According to a page hosted by the University of West Georgia Psychology Department -- where Aimee is a Master's student -- she will have to have her fingers amputated to keep the bacteria at bay. Despite the tragic news, supporters of Aimee continue to look for the positive.
"Aimee will suffer the loss of her fingers," reads the page's latest update. "However physicians have hope of bringing life back to the palms of her hands, which could allow her the muscle control to use helpful prosthetics.
The nightmare for Aimee and her family began after a somewhat minor accident two weeks ago, when Aimee fell from a homemade zip line over the Little Tallapoosa River in west Georgia. A small gash under her left knee turned out to be something much more, and within days she was fighting a case of necrotizing fasciitis that claimed her left leg and continues to threaten her vital organs. Last week, her heart briefly stopped, forcing doctors to resuscitate her, and she continues to breathe through a ventilator.
Throughout the ordeal, her father, Andy Copeland, has kept concerned well-wishers informed on Aimee's condition through the UWG website. He and the rest of her family have decided on an "Aimee Day," an undetermined day in the future when Aimee is finally out of the woods and on to the healing part of her journey.
"She still has questions, basically the same questions that we have already answered," Andy Copeland wrote in his latest entry. "They are giving her medication to help her forget the stress she's under...This is good for her, but mildly frustrating for us. It frustrates me because I want her to be able to focus on what she can control, not on things she cannot control. I tell her not to worry, I tell her to concentrate on breathing, I ask her to pray and meditate on healing."
While Aimee fights bravely for her life, her friends, family, and even complete strangers who have been moved by Aimee's story are rallying around her. Last Friday, Aimee's friends held a fundraiser at the Blue Steakhouse, where Aimee used to work. They have also started a collection, called Aimee's Fund, which people can contribute to by mail. Additionally, Aimee's supporters urge those interested in helping to donate blood in her honor. "Aimee will get credited regardless as to the type you donate," a post on the UWG Psychology page reads. "And others will benefit too." The page also lists upcoming fundraisers to be held at the Sunnyside Cafe, where Aimee works. The fundraisers celebrate music and art, two things her family says Aimee loves.

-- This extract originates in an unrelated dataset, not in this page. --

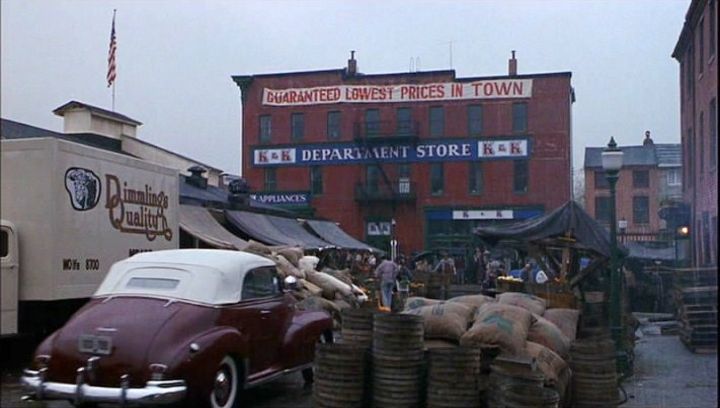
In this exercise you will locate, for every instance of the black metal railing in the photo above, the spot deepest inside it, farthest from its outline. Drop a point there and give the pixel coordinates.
(399, 190)
(386, 131)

There is also a Facebook page that keeps supporters abreast of the latest news in Aimee's life. "This is an amazing, intelligent young woman who is struggling for her life and to survive," the page reads. "She is a fighter and we know that she will not quit!"
As of now, Aimee communicates by mouthing words, and her parents told CNN that despite the dire circumstances, Aimee still carries the normal worries of any other twentysomething with a master's degree on the line, a job, and -- ultimately -- a lifetime of dreams to fulfill.
"We really don't see the suffering side of it, we see the miraculous survival," Andy Cohen told CNN's Starting Point. "She was really worried about her thesis... when we told her how long she's been at the hospital, her eyes just widened in horror, and she said, 'I've got to work on my thesis.'" It is a typical worry, but one that for the moment, seems too far off to comprehend. As Aimee continues to beat back her illness, against all odds, her family waits and hopes for "Aimee Day," the day when Aimee is finally able to work on getting her life back.